Many of the buyers at 220 Central Park South chose to remain anonymous, purchasing units at the building through limited liability companies. According to a 2018 The Wall Street Journal article, neither Vornado nor the building's selling agent Corcoran Group were willing to divulge buyers' identities. In addition, The Real Deal reported in 2016 that the building did not have a public website, in contrast to other condominiums. Prospective buyers had to be represented by a real estate broker, who would request a questionnaire with personal questions about the buyer. If a prospective buyer's responses were deemed satisfactory, they would view a sales office, and Roth would personally interview the buyer, an unusual move for luxury condominiums. Richard Steinberg of the brokerage Douglas Elliman said, "Even if you had the money, it wasn’t guaranteed you could get a visit."

Notable confirmed buyers include executives such as Renata de Camargo Nascimento, co-owner of Brazilian construction company Camargo Correa; Albert Behler, CEO of Paramount Group; Byron Allen, CEO of Entertainment Studios; Eric Smidt, CEO of Harbor Freight Tools; finance executive Andrew Zaro; and real estate executives Ofer Yardeniand and Richard Leibovitch.
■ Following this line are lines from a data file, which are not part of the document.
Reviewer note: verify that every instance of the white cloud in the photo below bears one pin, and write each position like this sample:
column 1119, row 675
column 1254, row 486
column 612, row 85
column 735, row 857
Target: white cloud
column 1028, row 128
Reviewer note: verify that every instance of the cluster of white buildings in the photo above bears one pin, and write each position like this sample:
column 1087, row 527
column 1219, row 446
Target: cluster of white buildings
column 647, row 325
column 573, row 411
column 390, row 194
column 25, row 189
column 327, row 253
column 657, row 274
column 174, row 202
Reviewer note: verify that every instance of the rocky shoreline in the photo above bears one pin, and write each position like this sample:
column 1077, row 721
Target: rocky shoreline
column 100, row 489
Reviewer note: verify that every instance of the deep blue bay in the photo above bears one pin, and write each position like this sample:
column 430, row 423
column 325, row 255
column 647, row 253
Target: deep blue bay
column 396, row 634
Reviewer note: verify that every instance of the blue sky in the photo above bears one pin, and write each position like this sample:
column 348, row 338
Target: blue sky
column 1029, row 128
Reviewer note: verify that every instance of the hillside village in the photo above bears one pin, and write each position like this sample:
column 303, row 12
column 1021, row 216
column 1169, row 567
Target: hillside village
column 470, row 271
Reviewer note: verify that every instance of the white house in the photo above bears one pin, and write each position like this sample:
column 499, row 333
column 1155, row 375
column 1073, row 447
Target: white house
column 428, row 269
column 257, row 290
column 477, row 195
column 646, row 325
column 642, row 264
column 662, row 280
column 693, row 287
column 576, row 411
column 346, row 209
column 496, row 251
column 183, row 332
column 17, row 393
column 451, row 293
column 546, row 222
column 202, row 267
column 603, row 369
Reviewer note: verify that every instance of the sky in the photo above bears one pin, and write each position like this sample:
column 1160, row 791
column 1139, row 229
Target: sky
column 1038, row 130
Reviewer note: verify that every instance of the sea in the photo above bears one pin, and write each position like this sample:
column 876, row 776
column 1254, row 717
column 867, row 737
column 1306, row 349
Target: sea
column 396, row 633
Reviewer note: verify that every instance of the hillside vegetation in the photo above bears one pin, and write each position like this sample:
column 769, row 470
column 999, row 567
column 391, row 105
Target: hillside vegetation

Other buyers have included billionaire hedge fund managers Daniel Och and Kenneth C. Griffin; real estate developer David Mandelbaum; and musician Sting and his wife, producer and actor Trudie Styler.

Apartment sales

The first sales contract closed on October 24, 2018, on a unit selling for $16.4 million. The first apartment in the Villas was sold the following year, in May 2019. The first resale of an apartment at 220 Central Park South occurred in January 2020 when Leibovitch sold his four-bedroom apartment for $36 million, representing a $10 million markup from the price at which he had purchased it.

220 Central Park South has had some of the most expensive residential real estate transactions in New York City's history. Griffin had agreed to purchase three floors in 2015 for $200 million, representing the city's costliest real estate purchase at the time. When Griffin finalized his purchase of a four-floor "mega condo" for $238 million in January 2019, it became the most expensive home ever sold in the United States, despite being valued at only $9.4 million. That December, an anonymous individual's $100 million purchase of a duplex atop the building became the third costliest residential purchase in New York City; the deal was finalized in July 2020.